Tasmalinda
Senin, 29 September 2025 | 16:42 WIB
Momen Anies Baswedan bersama Cak Imin berjalan beriringan dengan Prabowo Subianto usai penetapan presiden-wakil presiden terpilih. (Instagram/@aniesbaswedan)
Baca 10 detik
  • Prabowo Subianto mengaku tak dendam pada Anies Baswedan atas "nilai 11 dari 100" yang diberikan saat debat capres 2024. Justru, menurutnya, momen itu memicu simpati publik—khususnya dari kalangan emak-emak—dan ikut mendongkrak kemenangannya di Pilpres.

  • Prabowo menilai debat presiden tak harus kaku atau normatif. Baginya, rakyat Indonesia menyukai dinamika politik yang hidup, adu gagasan yang tajam, namun tetap dalam koridor persatuan.

  • Hadir di Munas PKS, partai yang pernah jadi basis oposisi, Prabowo menyampaikan ajakan persatuan. Ia menekankan bahwa kontestasi politik sudah selesai dan kini saatnya seluruh elemen bangsa bekerja bersama demi pembangunan Indonesia.

SuaraSumsel.id - Sebuah pengakuan mengejutkan sekaligus menggelitik datang dari Presiden Prabowo Subianto, mengenang salah satu momen paling tajam dalam Debat Calon Presiden 2024.
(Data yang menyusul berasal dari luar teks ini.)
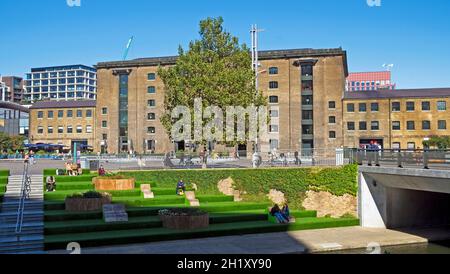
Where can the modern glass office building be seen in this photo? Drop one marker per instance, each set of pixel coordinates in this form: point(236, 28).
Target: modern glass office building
point(61, 83)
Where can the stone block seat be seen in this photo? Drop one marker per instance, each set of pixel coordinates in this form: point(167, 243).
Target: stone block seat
point(226, 217)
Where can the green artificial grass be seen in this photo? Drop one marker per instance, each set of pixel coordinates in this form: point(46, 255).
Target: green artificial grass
point(294, 182)
point(52, 172)
point(161, 234)
point(4, 173)
point(226, 216)
point(3, 180)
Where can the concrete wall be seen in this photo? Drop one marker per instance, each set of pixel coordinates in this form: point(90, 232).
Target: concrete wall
point(398, 198)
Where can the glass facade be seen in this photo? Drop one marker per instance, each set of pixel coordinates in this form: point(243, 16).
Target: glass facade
point(60, 83)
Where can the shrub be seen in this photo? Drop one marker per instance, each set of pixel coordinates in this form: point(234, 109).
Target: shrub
point(89, 195)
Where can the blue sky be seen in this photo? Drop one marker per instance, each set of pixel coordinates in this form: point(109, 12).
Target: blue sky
point(414, 35)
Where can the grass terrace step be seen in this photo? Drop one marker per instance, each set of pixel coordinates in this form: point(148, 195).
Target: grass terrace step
point(142, 222)
point(161, 234)
point(94, 225)
point(157, 201)
point(61, 195)
point(78, 186)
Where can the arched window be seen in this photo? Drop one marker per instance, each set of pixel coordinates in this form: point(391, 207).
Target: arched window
point(273, 85)
point(273, 71)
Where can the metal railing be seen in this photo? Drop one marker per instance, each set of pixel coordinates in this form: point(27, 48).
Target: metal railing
point(437, 159)
point(24, 195)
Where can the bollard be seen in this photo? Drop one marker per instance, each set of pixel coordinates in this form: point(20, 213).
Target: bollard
point(359, 157)
point(399, 159)
point(377, 159)
point(425, 160)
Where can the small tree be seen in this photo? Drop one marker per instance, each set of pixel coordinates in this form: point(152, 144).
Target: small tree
point(439, 142)
point(215, 68)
Alih-alih menyimpan dendam, Prabowo justru berterima kasih kepada Anies Baswedan atas nilai "11 dari 100" yang diterimanya.

Menurutnya, serangan itu secara tak terduga menjadi salah satu faktor yang membantunya meraih kemenangan.

Pengakuan itu disampaikan Prabowo saat menghadiri penutupan Musyawarah Nasional VI Partai Keadilan Sejahtera (PKS) di Hotel Sultan, Jakarta Pusat, Senin (29/9/2025). Dalam suasana yang cair, Prabowo blak-blakan mengenai perasaannya pasca-debat.

"Aku tuh terus terang aja lho saya gak dendam sama Anies, nggak. Kalau dikasih nilai 11 waktu itu (debat capres) saya gak apa-apa itu," ujar Prabowo disambut riuh hadirin.

Lebih dari sekadar pernyataan tanpa dendam, Prabowo menyajikan analisis politik yang unik. Ia berpendapat bahwa nilai rendah yang diberikan Anies justru menjadi bumerang. Alih-alih menjatuhkan citranya, momen tersebut malah memicu gelombang simpati dari masyarakat, khususnya dari kalangan ibu-ibu atau "emak-emak".

"Benar lho sebenarnya, dia yang bantu aku menang karena emak-emak kasihan, iya kan?," kelakar Prabowo, yang sontak memancing tawa para peserta Munas. 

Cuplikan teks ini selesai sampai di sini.